Maximize $f(x, y, z) = x + 2y + 3z$ subject to $g(x, y, z) = x^2 + y^2 + z^2 - 1 = 0$.

The Lagrange condition $\nabla f = \lambda \nabla g$ gives: $1 = 2\lambda x, \quad 2 = 2\lambda y, \quad 3 = 2\lambda z$ So $x = \frac{1}{2\lambda}$, $y = \frac{1}{\lambda}$, $z = \frac{3}{2\lambda}$. Substituting into the constraint: $\frac{1}{4\lambda^2} + \frac{1}{\lambda^2} + \frac{9}{4\lambda^2} = 1 \implies \frac{14}{4\lambda^2} = 1 \implies \lambda = \pm\frac{\sqrt{14}}{2}$ Maximum value: $f = \frac{1}{\sqrt{14}}(1 + 2 + \frac{9}{1}) = \sqrt{14}$ at $\left(\frac{1}{\sqrt{14}}, \frac{2}{\sqrt{14}}, \frac{3}{\sqrt{14}}\right)$.

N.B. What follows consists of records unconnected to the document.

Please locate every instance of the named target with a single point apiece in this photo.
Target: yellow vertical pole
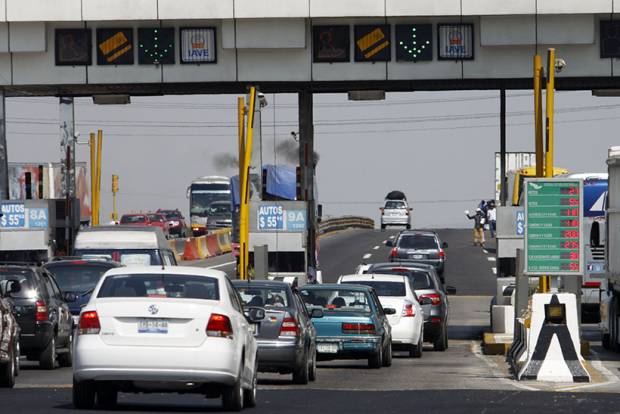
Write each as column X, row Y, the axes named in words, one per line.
column 245, row 189
column 241, row 121
column 93, row 167
column 538, row 120
column 98, row 173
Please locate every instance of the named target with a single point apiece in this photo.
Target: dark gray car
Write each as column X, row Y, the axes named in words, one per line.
column 286, row 338
column 419, row 246
column 426, row 284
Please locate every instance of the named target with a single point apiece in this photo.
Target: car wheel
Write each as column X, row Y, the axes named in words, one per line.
column 441, row 343
column 376, row 360
column 387, row 355
column 66, row 359
column 249, row 395
column 8, row 372
column 232, row 396
column 83, row 394
column 47, row 359
column 301, row 375
column 312, row 373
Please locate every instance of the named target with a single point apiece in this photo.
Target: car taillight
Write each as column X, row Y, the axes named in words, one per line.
column 408, row 310
column 358, row 328
column 219, row 326
column 434, row 297
column 89, row 323
column 41, row 314
column 289, row 327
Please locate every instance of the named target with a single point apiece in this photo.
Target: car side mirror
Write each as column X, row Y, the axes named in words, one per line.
column 426, row 301
column 316, row 313
column 69, row 297
column 255, row 315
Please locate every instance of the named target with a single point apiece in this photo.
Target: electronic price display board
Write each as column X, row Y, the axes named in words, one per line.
column 554, row 242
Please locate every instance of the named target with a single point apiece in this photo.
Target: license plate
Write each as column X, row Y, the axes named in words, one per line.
column 153, row 326
column 327, row 348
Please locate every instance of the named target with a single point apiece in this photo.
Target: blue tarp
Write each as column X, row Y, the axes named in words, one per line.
column 281, row 183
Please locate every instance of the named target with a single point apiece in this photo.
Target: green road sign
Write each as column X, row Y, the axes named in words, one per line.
column 553, row 227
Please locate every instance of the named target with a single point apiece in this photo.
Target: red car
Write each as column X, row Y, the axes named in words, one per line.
column 176, row 222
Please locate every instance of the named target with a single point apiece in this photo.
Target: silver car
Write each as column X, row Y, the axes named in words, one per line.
column 426, row 284
column 286, row 338
column 396, row 213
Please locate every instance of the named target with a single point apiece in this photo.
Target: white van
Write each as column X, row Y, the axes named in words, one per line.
column 126, row 245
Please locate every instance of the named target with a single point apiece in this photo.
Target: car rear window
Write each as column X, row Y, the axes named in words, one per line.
column 160, row 286
column 133, row 219
column 263, row 296
column 420, row 279
column 78, row 277
column 381, row 287
column 24, row 277
column 417, row 241
column 394, row 205
column 337, row 300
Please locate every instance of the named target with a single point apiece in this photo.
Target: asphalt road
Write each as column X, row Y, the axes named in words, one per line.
column 459, row 380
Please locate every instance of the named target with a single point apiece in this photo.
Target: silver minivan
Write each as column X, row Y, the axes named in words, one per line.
column 396, row 213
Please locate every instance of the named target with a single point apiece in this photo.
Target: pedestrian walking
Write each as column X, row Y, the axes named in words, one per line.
column 479, row 221
column 492, row 218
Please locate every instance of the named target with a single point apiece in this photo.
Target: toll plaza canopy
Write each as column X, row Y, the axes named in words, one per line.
column 85, row 47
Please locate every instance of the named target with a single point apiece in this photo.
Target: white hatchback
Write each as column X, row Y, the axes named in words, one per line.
column 178, row 329
column 396, row 292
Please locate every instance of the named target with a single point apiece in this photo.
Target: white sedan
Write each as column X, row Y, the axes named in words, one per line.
column 178, row 329
column 396, row 292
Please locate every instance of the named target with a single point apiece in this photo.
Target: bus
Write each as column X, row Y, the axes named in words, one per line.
column 202, row 193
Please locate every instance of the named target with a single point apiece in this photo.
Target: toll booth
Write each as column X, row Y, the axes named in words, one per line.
column 34, row 230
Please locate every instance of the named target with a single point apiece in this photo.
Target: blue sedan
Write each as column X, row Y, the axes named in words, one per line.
column 350, row 323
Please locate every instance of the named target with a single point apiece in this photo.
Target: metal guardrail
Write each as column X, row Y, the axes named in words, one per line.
column 345, row 222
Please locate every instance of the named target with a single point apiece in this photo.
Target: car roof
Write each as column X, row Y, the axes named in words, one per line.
column 372, row 276
column 335, row 286
column 261, row 283
column 167, row 270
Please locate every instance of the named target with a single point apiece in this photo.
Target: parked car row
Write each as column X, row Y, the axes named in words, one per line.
column 171, row 222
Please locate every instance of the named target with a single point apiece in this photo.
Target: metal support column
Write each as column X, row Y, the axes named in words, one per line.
column 502, row 146
column 4, row 155
column 307, row 164
column 67, row 147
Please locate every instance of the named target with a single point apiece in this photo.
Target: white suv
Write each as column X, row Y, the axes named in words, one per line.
column 396, row 213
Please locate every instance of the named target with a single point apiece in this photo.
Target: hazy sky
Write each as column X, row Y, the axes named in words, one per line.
column 437, row 147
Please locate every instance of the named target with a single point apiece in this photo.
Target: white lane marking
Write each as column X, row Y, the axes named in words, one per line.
column 221, row 265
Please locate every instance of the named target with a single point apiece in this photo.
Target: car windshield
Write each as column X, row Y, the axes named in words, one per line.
column 419, row 278
column 133, row 219
column 160, row 286
column 25, row 278
column 269, row 297
column 417, row 241
column 382, row 288
column 79, row 278
column 125, row 256
column 337, row 300
column 390, row 205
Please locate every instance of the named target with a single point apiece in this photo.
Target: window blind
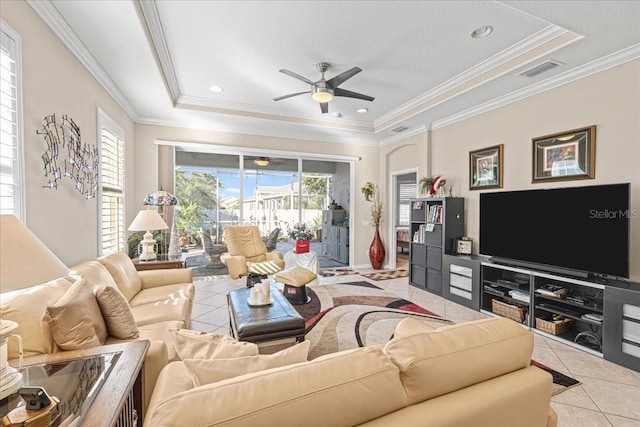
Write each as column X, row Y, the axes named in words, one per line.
column 11, row 178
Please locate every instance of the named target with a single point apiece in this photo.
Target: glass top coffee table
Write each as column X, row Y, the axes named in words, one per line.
column 95, row 387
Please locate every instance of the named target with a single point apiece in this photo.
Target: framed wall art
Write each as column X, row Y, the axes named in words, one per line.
column 485, row 168
column 565, row 156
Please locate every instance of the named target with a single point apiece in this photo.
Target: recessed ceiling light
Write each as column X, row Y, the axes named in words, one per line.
column 481, row 32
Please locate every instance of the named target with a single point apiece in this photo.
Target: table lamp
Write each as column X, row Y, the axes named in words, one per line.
column 146, row 221
column 161, row 198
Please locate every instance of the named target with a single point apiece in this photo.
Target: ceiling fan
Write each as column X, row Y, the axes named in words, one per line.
column 323, row 90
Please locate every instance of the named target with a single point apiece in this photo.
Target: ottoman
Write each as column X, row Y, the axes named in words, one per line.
column 294, row 280
column 273, row 325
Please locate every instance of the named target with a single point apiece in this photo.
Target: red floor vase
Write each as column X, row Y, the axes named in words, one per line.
column 376, row 252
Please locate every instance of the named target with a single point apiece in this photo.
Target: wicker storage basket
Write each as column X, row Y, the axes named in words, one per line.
column 555, row 327
column 509, row 311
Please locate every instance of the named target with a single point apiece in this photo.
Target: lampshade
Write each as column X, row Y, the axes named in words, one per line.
column 24, row 258
column 148, row 220
column 261, row 161
column 160, row 198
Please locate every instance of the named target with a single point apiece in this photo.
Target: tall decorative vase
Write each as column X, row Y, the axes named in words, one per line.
column 376, row 251
column 174, row 241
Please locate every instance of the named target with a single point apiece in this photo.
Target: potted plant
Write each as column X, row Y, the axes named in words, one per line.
column 301, row 236
column 376, row 250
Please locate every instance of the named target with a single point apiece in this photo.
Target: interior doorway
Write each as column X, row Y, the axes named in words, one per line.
column 405, row 188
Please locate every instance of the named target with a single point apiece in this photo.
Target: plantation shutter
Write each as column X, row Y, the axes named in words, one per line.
column 11, row 178
column 407, row 191
column 112, row 186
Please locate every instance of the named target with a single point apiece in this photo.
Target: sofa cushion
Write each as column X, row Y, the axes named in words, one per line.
column 116, row 312
column 162, row 293
column 123, row 272
column 191, row 344
column 75, row 319
column 453, row 357
column 26, row 308
column 206, row 371
column 410, row 326
column 93, row 271
column 178, row 309
column 339, row 389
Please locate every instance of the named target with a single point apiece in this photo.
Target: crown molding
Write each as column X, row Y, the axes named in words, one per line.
column 151, row 20
column 538, row 39
column 618, row 58
column 404, row 135
column 226, row 107
column 369, row 142
column 52, row 18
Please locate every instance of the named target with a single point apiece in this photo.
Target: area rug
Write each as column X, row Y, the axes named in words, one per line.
column 342, row 316
column 329, row 272
column 386, row 275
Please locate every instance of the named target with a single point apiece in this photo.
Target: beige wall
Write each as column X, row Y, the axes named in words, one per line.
column 610, row 100
column 366, row 169
column 54, row 81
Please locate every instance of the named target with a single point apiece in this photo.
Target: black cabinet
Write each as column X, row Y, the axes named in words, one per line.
column 562, row 308
column 436, row 224
column 461, row 279
column 622, row 327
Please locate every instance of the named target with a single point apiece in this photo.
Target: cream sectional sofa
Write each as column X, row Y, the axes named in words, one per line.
column 470, row 374
column 158, row 299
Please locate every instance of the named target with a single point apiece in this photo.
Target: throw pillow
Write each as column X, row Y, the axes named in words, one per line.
column 116, row 313
column 209, row 371
column 75, row 319
column 191, row 344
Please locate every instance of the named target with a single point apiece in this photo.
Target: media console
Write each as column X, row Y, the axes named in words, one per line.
column 600, row 318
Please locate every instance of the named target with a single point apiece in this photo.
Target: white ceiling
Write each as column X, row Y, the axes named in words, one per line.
column 158, row 58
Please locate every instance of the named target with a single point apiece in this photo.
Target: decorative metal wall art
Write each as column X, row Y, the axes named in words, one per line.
column 64, row 147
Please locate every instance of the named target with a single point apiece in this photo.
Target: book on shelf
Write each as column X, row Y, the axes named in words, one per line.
column 435, row 214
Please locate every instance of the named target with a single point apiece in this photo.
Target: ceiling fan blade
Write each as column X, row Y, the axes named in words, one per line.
column 336, row 81
column 350, row 94
column 290, row 95
column 296, row 76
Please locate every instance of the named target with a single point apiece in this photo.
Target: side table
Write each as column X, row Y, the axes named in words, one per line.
column 99, row 386
column 308, row 260
column 161, row 263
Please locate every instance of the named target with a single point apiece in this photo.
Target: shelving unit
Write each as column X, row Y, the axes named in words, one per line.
column 436, row 223
column 335, row 235
column 570, row 316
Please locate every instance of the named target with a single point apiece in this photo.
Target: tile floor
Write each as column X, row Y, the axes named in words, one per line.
column 609, row 395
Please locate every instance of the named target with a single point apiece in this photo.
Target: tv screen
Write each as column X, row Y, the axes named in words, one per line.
column 578, row 228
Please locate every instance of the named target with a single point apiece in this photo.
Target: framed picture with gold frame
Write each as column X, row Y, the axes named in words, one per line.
column 565, row 156
column 485, row 168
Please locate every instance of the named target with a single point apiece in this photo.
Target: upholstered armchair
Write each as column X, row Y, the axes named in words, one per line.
column 246, row 248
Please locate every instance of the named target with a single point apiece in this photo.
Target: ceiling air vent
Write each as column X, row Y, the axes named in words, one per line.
column 541, row 68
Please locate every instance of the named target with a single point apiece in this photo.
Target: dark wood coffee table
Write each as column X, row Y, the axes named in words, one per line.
column 275, row 325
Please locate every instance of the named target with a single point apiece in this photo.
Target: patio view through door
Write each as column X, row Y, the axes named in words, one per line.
column 273, row 193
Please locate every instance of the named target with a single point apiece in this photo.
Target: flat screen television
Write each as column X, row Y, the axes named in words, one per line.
column 581, row 231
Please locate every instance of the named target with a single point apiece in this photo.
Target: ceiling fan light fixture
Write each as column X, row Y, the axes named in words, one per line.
column 321, row 94
column 481, row 32
column 261, row 161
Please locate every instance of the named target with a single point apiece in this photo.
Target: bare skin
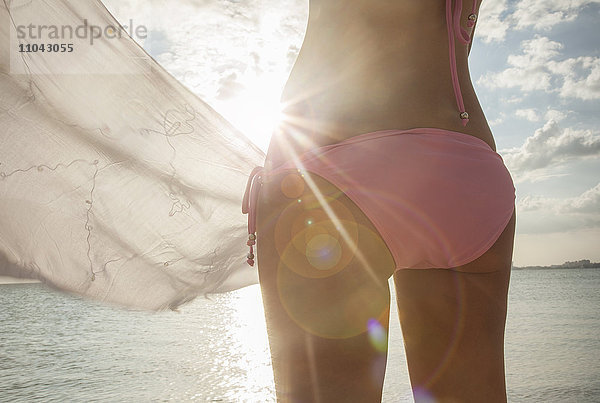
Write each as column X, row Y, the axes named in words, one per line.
column 361, row 63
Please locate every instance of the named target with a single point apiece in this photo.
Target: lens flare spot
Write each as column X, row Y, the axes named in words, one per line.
column 377, row 335
column 422, row 395
column 292, row 186
column 323, row 252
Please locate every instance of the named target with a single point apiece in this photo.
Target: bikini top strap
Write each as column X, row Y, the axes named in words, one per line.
column 455, row 30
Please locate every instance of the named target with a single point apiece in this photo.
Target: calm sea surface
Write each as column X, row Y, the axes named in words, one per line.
column 59, row 348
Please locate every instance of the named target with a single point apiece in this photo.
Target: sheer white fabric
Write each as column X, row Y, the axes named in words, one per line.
column 116, row 182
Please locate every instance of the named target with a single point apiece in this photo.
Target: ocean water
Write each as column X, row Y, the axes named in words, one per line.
column 57, row 348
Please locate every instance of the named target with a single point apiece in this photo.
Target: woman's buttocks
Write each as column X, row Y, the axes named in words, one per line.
column 371, row 65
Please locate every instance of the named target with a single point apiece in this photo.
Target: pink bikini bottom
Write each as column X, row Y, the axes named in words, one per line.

To prove the AM-GM inequality, minimize $f(x_1, \ldots, x_n) = \frac{x_1 + \cdots + x_n}{n}$ subject to $g = x_1 x_2 \cdots x_n - c^n = 0$ for $x_i > 0$. The Lagrange condition gives $\frac{1}{n} = \lambda \prod_{j \neq i} x_j$ for each $i$, implying all $x_i$ are equal: $x_1 = \cdots = x_n = c$. This establishes $\frac{x_1 + \cdots + x_n}{n} \geq (x_1 \cdots x_n)^{1/n}$.